Books to Read While the Algae Grow in Your Fur, September 2024
Three-Toed Sloth 2024-10-02
Summary:
Attention
conservation notice: I have no taste, and no qualifications to opine
on world history,
or even
on random
matrix theory. Also, most of my reading this month was done
at odd hours and/or while bottle-feeding a baby, so I'm less reliable and more
cranky than usual.
- Marc Potters and Jean-Philippe Bouchaud, A First Course in Random Matrix Theory: for Physicists, Engineers and Data Scientists, doi:10.1017/9781108768900
- I learned of random matrix theory in graduate school; because of my weird path, it was from May's Stability and Complexity in Model Ecosystems, which I read in 1995--1996. (I never studied nuclear physics and so didn't encounter Wigner's ideas about random Hamiltonians.) In the ensuing nearly-thirty-years, I've been more or less aware that it exists as a subject, providing opaquely-named results about the distributions of eigenvectors of matrices randomly sampled from various distributions. It has, however, become clear to me that it's relevant to multiple projects I want to pursue, and since I don't have one student working on all of them, I decided to buckle down and learn some math. Fortunately, nowadays this means downloading a pile of textbooks; this is the first of my pile which I've finished.
- The thing I feel most confident in saying about the book, given my confessed newbie-ness, is that Potters and Bouchaud are not kidding about their subtitle. This is very, very much physicists' math, which is to say the kind of thing mathematicians call "heuristic" when they're feeling magnanimous *. I am still OK with this, despite years of using and teaching probability theory at a rather different level of rigor/finickiness, but I can imagine heads exploding if those with the wrong background tried to learn from this book. (To be clear, I think more larval statisticians should learn to do physicists' math, because it is really good heuristically.)
- To say just a little about the content, the main tool in here is the "Stieljtes transform", which for an $N\times N$ matrix $\mathbf{A}$ with eigenvalues $\lambda_1, \ldots \lambda_N$ is a complex-valued function, \[ g^{A}_N(z) = \frac{1}{N}\sum_{i=1}^{N}{\frac{1}{z-\lambda_i}} \] This can actually be seen as a moment-generating function, where the $k^{\mathrm{th}}$ "moment" is the trace of $\mathbf{A^k}$ over $N$. (Somewhat unusually for a moment generating function, the dummy variable is $1/z$, not $z$, and one takes the limit of $|z| \rightarrow \infty$ instead of $\rightarrow 0$.)
- The hopes are that (i) $g_N$ will converge to a limiting function as $N\rightarrow\infty$, \[ g(z) = \int{\frac{\rho(d\lambda)}{z-\lambda}} \] and (ii) the limiting distribution $\rho$ of eigenvalues can be extracted from $g(z)$. The second hope is actually less problematic mathematically **. Hope (i), the existence of a limiting function, is just assumed here. At a very high level, Potters and Bouchaud's mode of approach is to derive an expression for $g_N(z)$ in terms of $g_{N-1}(z)$, and then invoke the assumption (i), to get a single self-consistent equation for the limiting $g(z)$. There are typically multiple solutions to these equations, but also usually only one that makes sense, so the others are ignored ***.

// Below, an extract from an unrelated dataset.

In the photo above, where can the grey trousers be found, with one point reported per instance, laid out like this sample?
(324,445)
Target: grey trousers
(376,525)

- At this very high level, Potters and Bouchaud derive limiting distributions of eigenvalues, and in some cases eigenvectors, for a lot of distributions of matrices with random entries: symmetric matrices with IID Gaussian entries, Hermitian matrices with complex Gaussian entries, sample covariance matrices, etc. They also develop results for deterministic matrices perturbed by random noise, and a whole alternate set of derivations based on the replica trick from spin glass theory, which I do not feel up to explaining. These are then carefully applied to topics in estimating sample covariance matrices, especially in the high-dimensional limit where the number of variables grows with the number of observations. This in turn feeds in to a final chapter on designing optimal portfolios when covariances have to be estimated by mortals, rather than being revealed by the Oracle.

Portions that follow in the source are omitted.